- Directed by: Burt Gillett
- Produced by: Walt Disney
- Music by: Frank Churchill
- Animation by: Charles Byrne Harry Reeves
- Production company: Walt Disney Productions
- Distributed by: Columbia Pictures
- Release date: June 22, 1931;
- Running time: 6 minutes
- Country: United States

= The Busy Beavers =

1931 film

The Busy Beavers is a 1931 Silly Symphonies animated short film, produced by Walt Disney and directed by Burt Gillett.

==Plot==
The short shows a community of beavers building their dam and soon shows one particular beaver trying to save it when it is threatened by a flash flood.

==Reception==
Variety (July 14, 1931): "One of the Silly Symphonies and among the better of that group. At the Roxy, shown on the wide screen, the cartoon took on added attractiveness. Good anywhere. Runs with a sense of continuity which other cartoons fail to get despite the fact that only the quack-quack noises of the inked beavers and some interpolating sounds are heard by the customers. One good moment is when a cloudburst pummels one of the beavers Another is where a tree falls on one of them.
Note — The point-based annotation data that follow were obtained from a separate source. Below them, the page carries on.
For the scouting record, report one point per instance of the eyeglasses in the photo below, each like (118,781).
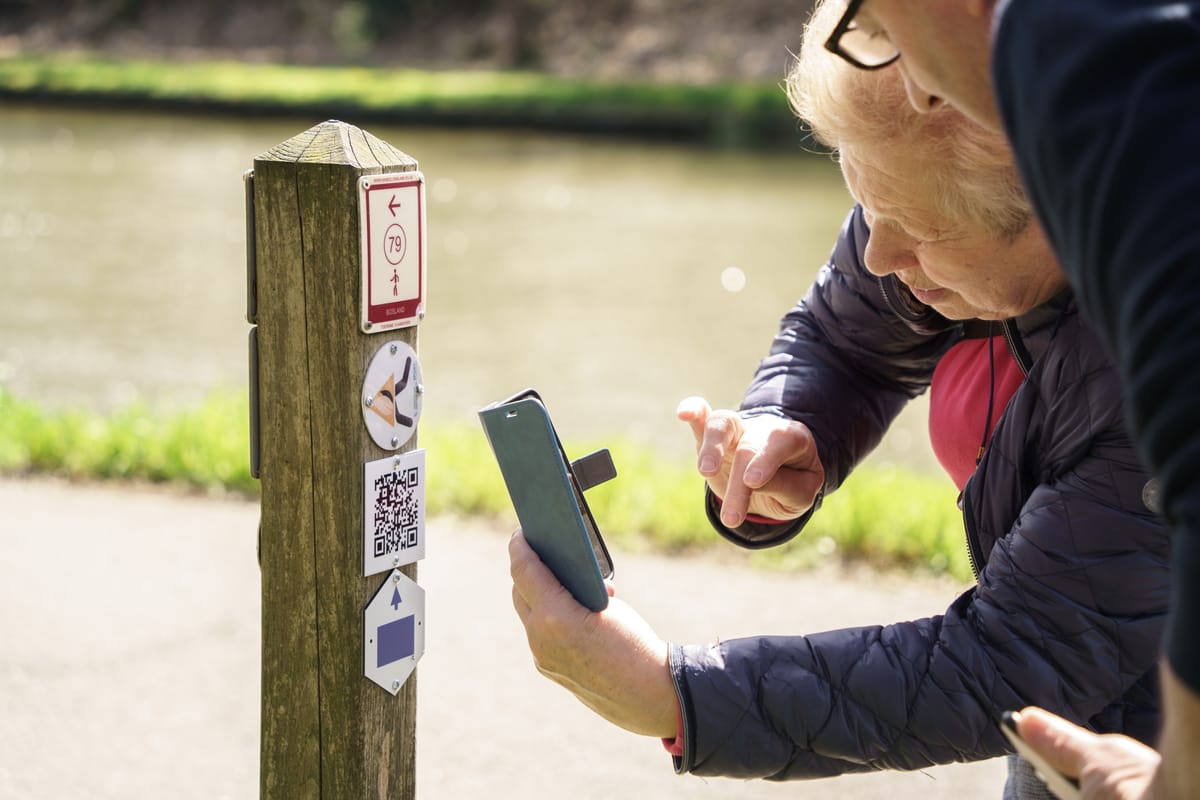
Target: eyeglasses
(864,49)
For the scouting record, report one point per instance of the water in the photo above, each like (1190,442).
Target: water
(616,277)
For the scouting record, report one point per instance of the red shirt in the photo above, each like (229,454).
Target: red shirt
(958,402)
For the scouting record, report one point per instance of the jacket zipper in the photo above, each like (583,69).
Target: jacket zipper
(1021,356)
(1017,347)
(973,558)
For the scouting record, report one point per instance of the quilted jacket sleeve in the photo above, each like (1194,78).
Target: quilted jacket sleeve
(846,360)
(1067,614)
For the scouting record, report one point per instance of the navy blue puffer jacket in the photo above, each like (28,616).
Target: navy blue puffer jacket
(1072,569)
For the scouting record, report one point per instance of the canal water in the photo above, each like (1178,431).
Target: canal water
(616,277)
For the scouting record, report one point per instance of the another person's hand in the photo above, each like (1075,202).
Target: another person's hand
(763,465)
(1109,767)
(611,660)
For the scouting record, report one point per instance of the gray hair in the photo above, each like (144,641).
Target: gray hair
(851,109)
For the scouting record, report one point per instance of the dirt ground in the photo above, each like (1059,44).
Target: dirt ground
(131,660)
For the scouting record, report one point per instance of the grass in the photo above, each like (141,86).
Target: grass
(888,517)
(735,113)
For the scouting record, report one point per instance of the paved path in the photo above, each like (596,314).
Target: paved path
(130,660)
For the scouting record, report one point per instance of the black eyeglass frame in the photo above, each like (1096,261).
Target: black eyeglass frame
(844,25)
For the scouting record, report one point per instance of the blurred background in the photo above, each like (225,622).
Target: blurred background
(615,274)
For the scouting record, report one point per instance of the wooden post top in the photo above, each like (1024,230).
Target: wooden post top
(340,143)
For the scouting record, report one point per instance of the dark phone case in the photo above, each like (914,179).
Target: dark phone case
(552,513)
(1066,788)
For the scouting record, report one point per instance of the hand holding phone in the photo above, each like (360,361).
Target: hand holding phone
(1067,788)
(547,494)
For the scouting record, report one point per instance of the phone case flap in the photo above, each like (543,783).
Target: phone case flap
(594,469)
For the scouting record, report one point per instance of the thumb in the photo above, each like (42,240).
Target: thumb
(694,410)
(1062,744)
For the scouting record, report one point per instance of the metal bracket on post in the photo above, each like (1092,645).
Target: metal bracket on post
(252,318)
(247,178)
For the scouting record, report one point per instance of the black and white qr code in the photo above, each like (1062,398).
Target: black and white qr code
(397,510)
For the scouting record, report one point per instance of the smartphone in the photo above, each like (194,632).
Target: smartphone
(1067,788)
(547,495)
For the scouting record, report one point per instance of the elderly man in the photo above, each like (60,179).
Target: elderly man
(1102,102)
(941,280)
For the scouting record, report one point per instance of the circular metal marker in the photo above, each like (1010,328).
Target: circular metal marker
(391,395)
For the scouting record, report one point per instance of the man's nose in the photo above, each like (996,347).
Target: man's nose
(886,253)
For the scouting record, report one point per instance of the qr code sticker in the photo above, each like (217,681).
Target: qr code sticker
(397,510)
(394,491)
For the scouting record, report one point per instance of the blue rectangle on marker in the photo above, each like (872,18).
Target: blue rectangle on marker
(396,641)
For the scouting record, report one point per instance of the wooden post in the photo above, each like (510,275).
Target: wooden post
(327,731)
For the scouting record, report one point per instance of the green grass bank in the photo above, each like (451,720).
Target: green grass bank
(732,114)
(887,517)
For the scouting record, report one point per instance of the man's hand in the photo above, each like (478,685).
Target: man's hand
(611,660)
(763,465)
(1109,767)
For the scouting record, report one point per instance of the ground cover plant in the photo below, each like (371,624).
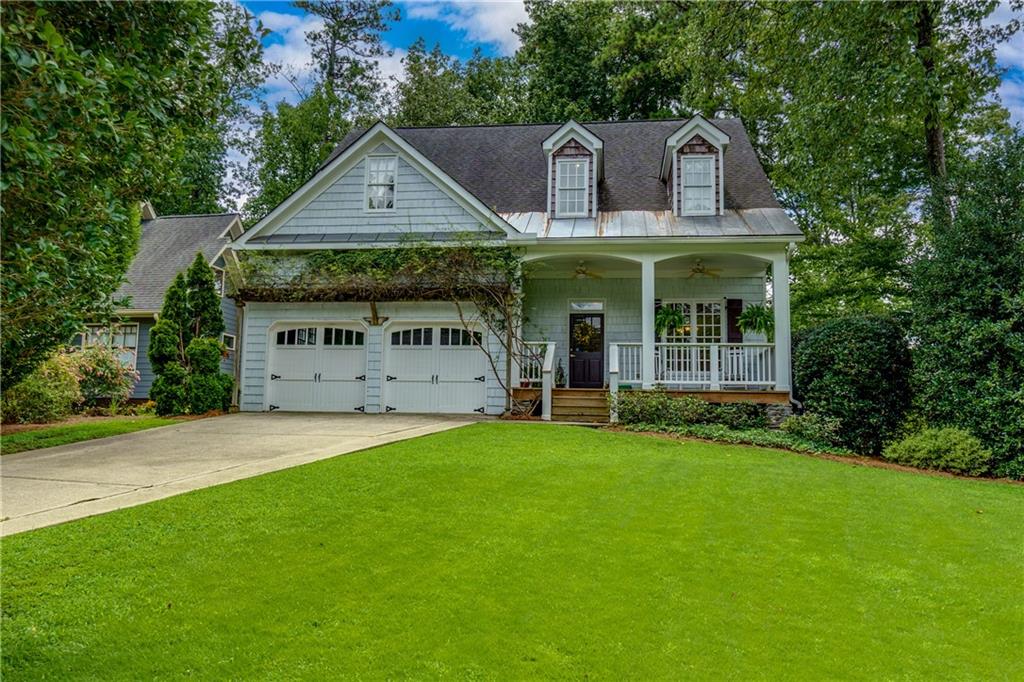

However, he stays alive to be razzed by a plucked owl for a laugh finish."

The Film Daily (July 19, 1931): "Walt Disney made a 'knock-out' when he produced this Silly Symphony. Gags that are really new, animation that is smooth and clever and synchrony that never misses a beat. Disney has taken a theme which shows beavers building a dam as only cartooned beavers can do it. It finishes with a flood and one lone beaver attempting to save the dam from destruction. The reel is fast, funny and fine."

==Home media==
The short was released on December 4, 2001, on Walt Disney Treasures: Silly Symphonies - The Historic Musical Animated Classics.